In the second-line setting, Bristol Myers Squibb’s PD-1 rival Opdivo also boasts a label in esophageal squamous cell carcinoma after prior chemotherapy treatment, but the FDA nod doled out last June covers tumors regardless of PD-L1 expression level.
Bristol’s also chasing Merck in front-line esophageal cancer. Adding Opdivo to chemo reduced the risk of death by 20% in all trial participants regardless of PD-L1 expression, and the risk reduction amounted to 29% in patients with PD-L1 levels of at least 5%, according to data unveiled from the CheckMate-649 trial at last year’s European Society of Medical Oncology virtual annual meeting. The study is also testing Bristol’s dual immunotherapy regimen that combines Opdivo with CTLA4 inhibitor Yervoy, but data aren’t yet mature.
One key difference between Keynote-590 and CheckMate-649 is that the Bristol study also includes patients with gastric cancer, another hard-to-treat disease type.
Keytruda has had a mixed showing in stomach cancer. In 2017, the blockbuster secured an accelerated FDA approval for the third-line treatment of PD-L1-positive gastric or gastroesophageal junction adenocarcinoma. But that conditional nod was recently put under question amid an industrywide FDA review.

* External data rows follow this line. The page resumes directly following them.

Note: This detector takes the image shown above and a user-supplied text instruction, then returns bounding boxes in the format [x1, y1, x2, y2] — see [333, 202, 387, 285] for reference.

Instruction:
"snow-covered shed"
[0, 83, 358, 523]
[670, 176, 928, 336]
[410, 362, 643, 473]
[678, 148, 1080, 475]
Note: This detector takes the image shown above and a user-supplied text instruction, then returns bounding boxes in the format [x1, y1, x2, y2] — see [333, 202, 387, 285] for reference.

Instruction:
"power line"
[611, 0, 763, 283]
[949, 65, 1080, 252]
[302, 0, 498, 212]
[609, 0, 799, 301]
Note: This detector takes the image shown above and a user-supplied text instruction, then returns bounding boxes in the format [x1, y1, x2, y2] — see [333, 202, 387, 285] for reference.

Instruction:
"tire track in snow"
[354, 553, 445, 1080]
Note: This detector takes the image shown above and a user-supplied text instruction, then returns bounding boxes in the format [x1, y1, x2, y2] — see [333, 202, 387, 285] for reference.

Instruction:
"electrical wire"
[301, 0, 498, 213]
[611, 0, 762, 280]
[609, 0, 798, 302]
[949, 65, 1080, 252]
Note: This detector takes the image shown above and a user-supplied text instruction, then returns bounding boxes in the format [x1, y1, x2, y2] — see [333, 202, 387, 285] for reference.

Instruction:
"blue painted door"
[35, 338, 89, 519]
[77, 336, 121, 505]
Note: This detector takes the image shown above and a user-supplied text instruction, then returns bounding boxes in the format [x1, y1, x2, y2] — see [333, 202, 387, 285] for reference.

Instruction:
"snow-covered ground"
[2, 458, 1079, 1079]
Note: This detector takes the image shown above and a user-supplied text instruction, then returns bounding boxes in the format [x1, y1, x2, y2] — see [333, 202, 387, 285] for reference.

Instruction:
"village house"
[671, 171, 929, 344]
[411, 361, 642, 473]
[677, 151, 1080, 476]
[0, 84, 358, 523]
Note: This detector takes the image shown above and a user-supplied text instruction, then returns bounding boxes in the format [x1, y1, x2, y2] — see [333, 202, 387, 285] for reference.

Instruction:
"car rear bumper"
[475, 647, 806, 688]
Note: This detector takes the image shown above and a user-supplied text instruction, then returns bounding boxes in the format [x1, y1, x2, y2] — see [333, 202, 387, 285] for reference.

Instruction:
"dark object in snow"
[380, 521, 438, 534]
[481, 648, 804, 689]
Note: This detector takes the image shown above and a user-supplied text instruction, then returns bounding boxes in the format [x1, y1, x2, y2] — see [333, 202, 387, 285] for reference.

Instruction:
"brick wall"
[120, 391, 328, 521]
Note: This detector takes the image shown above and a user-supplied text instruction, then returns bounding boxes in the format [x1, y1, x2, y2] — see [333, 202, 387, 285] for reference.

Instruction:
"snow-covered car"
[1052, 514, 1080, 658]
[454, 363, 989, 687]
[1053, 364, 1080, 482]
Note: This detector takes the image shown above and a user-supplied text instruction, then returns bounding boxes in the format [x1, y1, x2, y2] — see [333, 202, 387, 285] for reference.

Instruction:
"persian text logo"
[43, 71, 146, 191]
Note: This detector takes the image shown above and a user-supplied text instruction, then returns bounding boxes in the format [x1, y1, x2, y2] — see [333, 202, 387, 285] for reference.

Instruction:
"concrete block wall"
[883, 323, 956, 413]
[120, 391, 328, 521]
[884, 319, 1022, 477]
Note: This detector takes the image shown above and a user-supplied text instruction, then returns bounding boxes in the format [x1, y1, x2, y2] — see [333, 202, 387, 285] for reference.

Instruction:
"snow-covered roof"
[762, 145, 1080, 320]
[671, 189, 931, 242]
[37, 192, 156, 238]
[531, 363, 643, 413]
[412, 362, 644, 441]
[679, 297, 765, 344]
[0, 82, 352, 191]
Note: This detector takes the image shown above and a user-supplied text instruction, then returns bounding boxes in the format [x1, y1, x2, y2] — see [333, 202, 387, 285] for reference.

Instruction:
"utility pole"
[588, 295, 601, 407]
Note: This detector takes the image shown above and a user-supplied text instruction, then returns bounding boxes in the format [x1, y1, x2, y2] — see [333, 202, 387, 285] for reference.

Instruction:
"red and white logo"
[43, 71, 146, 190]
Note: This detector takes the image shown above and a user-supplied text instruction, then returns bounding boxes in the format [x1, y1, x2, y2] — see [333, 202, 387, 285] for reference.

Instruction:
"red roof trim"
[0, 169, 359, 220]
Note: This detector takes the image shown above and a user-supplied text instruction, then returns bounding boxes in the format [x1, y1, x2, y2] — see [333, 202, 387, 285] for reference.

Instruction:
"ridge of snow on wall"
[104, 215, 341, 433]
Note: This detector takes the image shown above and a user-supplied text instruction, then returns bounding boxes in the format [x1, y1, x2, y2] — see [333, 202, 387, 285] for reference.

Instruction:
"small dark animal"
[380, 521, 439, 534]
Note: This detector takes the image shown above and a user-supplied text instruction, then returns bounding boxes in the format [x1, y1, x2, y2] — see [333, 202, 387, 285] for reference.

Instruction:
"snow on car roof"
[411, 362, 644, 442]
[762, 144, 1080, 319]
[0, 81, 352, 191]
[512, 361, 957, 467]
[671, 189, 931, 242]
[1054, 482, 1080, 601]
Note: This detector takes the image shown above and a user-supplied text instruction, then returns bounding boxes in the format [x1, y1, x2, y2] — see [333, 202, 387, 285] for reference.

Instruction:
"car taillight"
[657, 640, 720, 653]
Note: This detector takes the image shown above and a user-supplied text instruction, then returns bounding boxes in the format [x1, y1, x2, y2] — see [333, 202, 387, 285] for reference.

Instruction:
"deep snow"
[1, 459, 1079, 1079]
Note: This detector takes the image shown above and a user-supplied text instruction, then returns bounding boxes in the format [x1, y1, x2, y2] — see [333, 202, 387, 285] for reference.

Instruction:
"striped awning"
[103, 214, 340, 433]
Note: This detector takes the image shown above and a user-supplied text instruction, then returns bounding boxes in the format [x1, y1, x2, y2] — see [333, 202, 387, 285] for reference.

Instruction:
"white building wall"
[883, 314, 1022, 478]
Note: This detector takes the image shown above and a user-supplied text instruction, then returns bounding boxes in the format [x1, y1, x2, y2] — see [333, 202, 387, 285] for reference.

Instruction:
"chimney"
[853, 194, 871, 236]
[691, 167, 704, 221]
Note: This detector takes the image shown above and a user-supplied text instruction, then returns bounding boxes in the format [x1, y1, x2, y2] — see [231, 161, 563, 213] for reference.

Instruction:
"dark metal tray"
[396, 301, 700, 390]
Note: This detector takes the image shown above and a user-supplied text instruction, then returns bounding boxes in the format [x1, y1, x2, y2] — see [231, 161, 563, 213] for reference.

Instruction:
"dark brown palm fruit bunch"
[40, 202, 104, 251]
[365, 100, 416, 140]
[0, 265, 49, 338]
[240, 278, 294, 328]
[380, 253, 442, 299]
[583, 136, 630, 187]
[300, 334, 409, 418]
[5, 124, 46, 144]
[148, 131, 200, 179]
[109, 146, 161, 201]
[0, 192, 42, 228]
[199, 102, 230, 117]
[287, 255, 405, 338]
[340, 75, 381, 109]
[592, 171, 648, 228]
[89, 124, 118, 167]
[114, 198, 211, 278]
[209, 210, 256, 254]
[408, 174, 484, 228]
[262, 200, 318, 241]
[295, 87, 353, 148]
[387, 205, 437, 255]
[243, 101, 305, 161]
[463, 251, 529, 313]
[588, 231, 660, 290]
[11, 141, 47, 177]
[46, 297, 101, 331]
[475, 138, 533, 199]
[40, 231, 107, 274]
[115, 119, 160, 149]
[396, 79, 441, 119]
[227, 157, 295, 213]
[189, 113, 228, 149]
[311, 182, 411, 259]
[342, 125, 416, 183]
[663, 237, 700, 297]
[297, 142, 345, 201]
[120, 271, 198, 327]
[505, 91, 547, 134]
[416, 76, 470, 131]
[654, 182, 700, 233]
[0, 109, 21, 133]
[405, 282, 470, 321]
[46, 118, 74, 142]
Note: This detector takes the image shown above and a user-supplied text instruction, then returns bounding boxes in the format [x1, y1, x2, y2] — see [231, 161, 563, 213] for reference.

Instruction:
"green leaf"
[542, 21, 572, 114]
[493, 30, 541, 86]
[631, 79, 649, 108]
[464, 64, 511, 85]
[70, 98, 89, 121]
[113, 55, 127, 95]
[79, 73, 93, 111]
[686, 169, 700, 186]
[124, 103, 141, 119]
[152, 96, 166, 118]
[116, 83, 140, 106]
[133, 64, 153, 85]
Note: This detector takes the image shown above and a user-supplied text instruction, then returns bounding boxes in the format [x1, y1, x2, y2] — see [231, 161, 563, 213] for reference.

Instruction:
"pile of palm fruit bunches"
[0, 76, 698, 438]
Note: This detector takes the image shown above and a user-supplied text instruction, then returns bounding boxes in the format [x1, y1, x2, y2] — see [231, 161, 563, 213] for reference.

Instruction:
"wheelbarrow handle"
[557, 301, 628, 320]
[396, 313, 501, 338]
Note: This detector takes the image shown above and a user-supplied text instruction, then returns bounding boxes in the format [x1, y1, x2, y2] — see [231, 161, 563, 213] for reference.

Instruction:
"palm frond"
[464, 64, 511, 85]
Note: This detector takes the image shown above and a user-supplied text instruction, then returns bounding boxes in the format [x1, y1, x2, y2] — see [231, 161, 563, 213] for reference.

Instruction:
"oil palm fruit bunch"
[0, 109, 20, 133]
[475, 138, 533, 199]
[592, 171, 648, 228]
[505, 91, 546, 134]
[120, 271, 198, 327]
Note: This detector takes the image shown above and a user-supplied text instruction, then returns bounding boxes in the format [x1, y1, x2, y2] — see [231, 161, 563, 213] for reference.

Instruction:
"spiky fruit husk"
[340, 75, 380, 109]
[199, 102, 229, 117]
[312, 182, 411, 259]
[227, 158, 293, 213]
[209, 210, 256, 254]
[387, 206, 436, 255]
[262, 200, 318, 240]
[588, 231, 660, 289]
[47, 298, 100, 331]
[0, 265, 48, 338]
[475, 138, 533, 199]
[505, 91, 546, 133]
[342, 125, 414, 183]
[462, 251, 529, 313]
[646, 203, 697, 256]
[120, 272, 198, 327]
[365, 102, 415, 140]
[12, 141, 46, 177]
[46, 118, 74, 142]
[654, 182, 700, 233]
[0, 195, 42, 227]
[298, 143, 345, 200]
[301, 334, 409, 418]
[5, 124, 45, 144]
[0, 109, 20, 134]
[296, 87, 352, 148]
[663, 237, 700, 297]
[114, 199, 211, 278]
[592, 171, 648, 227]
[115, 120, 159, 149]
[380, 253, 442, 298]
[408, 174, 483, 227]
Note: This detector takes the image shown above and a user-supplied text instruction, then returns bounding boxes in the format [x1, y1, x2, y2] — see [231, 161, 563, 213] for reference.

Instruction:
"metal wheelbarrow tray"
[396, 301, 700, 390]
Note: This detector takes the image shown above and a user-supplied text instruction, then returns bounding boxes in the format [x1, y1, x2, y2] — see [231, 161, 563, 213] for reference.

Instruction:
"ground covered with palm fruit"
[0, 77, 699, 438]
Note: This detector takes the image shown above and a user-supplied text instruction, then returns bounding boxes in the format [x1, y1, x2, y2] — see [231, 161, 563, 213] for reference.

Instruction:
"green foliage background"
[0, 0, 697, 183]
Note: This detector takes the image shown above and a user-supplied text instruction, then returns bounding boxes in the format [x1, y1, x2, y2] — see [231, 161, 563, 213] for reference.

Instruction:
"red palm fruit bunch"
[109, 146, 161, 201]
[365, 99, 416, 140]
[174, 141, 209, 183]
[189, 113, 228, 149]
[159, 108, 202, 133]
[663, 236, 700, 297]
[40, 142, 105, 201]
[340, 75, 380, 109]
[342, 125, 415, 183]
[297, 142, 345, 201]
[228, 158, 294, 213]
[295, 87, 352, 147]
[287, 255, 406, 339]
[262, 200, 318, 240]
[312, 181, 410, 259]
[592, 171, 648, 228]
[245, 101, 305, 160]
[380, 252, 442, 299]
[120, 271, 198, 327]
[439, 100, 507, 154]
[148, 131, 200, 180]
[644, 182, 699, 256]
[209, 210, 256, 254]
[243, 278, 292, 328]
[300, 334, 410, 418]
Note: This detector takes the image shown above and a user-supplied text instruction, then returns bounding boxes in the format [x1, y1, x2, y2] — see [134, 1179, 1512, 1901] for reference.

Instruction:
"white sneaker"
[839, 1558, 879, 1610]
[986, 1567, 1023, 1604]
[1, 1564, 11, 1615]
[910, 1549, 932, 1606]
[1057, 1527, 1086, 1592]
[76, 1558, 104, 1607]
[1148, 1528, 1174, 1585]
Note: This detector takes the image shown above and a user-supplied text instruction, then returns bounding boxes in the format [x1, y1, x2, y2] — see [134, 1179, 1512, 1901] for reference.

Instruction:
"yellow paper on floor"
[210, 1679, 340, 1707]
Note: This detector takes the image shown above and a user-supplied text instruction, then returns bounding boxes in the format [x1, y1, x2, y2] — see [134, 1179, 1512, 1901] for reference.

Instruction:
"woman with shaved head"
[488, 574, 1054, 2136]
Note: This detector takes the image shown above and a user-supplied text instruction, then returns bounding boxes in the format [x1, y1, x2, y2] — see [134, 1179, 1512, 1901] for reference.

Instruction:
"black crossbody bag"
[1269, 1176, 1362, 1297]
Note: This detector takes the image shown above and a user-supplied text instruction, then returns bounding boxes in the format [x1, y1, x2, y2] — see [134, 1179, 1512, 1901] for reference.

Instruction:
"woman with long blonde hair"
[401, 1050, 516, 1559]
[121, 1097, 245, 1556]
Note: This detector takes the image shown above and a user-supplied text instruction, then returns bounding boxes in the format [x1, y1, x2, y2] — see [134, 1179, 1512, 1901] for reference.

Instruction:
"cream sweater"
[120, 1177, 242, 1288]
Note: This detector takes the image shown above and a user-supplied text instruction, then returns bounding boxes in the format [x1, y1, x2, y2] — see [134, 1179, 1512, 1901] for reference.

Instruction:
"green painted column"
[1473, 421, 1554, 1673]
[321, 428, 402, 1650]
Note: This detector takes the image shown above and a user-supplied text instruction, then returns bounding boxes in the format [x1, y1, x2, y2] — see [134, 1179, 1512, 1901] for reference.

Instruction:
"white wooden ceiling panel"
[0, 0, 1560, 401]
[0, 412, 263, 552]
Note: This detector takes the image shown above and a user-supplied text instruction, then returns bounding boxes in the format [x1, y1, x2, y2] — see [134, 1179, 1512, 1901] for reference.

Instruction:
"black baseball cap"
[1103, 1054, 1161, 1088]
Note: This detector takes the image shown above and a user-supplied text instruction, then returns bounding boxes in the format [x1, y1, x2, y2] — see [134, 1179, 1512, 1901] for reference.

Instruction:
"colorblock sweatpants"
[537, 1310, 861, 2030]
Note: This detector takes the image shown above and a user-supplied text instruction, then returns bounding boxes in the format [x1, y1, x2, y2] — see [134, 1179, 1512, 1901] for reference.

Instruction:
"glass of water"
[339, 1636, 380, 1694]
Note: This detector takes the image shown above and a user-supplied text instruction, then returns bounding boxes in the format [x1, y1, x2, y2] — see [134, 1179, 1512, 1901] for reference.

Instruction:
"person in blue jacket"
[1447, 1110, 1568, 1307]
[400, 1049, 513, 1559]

That’s because the drug failed in the second-line Keynote-061 trial. And in previously untreated stomach cancer, the Keynote-062 trial found a combination of Keytruda and chemo failed to outdo solo chemo at extending patients’ lives, and solo Keytruda matched chemo in terms of overall survival. Both trials were meant to confirm the original third-line nod.
The Keytruda third-line gastric cancer indication is now scheduled to be discussed at an upcoming FDA advisory committee meeting in April.